Sim! Inegavelmente sim, definitivamente sim. Porque o racismo é um crime de lesa-humanidade incompatível com todos os valores, direitos e deveres capazes de assegurar qualidade e humanidade à vida em sociedade.
Porém, e lamentavelmente, alguns formadores de opinião estão promovendo um verdadeiro linchamento moral de pessoas e organizações negras que se utilizam dos poucos instrumentos jurídicos existentes para combater o racismo neste país.
A liberdade de expressão assegurada constitucionalmente garante à Sony e ao Tiririca todo o direito de colocar no mercado 300 mil cópias de um produto com várias referências depreciativas sobre as mulheres negras. A mesma Constituição nos confere o direito à preservação de imagem, a coibir o abuso no exercício da liberdade de expressão e a prática do racismo. Deliberar sobre essas ações é responsabilidade da Justiça.
É da natureza da democracia que a liberdade e o direito de cada um sejam limitados pelos dos outros. Mas, se a mídia defende a primazia do direito de expressão sobre os demais, ainda que este atinja a imagem, a dignidade e a auto-estima das pessoas, contrariando o próprio espírito da democracia, então que a mídia lute para mudar a lei, não nos acuse de censura por utilizá-la.
Outros preferem ver palhaçada onde há racismo, discriminação, intolerância ou falta de respeito para com a diferença.
Para esses é preciso lembrar que historicamente essas atitudes, ao invés de provocarem grandes gargalhadas, produziram, em passado não muito distante, alguns dos dramas mais trágicos da humanidade, como a escravidão dos negros, o extermínio de nações e povos indígenas, o holocausto dos judeus ou, atualmente, os massacres de sérvios, croatas, muçulmanos, tutsi, hutus, zulus, shosas, alguns dentre os vários conflitos étnicos/raciais e religiosos que se encontram no ar em horário nobre pelo mundo.
Por isso estamos seguros: quando o humor depende do racismo, da discriminação ou do preconceito para ser engraçado, é porque faltou talento e competência, mas sobrou oportunismo e irresponsabilidade.

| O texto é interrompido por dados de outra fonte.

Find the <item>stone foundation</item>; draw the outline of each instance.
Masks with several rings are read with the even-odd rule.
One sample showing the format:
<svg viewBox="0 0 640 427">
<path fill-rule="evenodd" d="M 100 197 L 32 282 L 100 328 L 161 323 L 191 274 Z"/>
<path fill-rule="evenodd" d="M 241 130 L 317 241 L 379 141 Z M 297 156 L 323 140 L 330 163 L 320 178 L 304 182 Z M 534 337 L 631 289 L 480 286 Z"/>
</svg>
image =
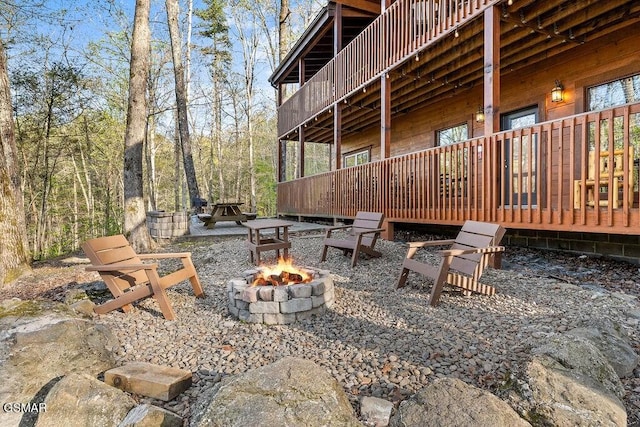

Por fim, para aqueles que perguntam por que Lamartine Babo ou Noel Rosa não foram processados, lembramos também que os tempos mudaram, e a consciência humana e a consciência negra avançam neste país e no mundo de forma irreversível, repudiando cada vez mais práticas discriminatórias e sua impunidade. A recorrência à lei é, embora das mais democráticas e civilizadas, apenas uma das maneiras de enfrentar o racismo.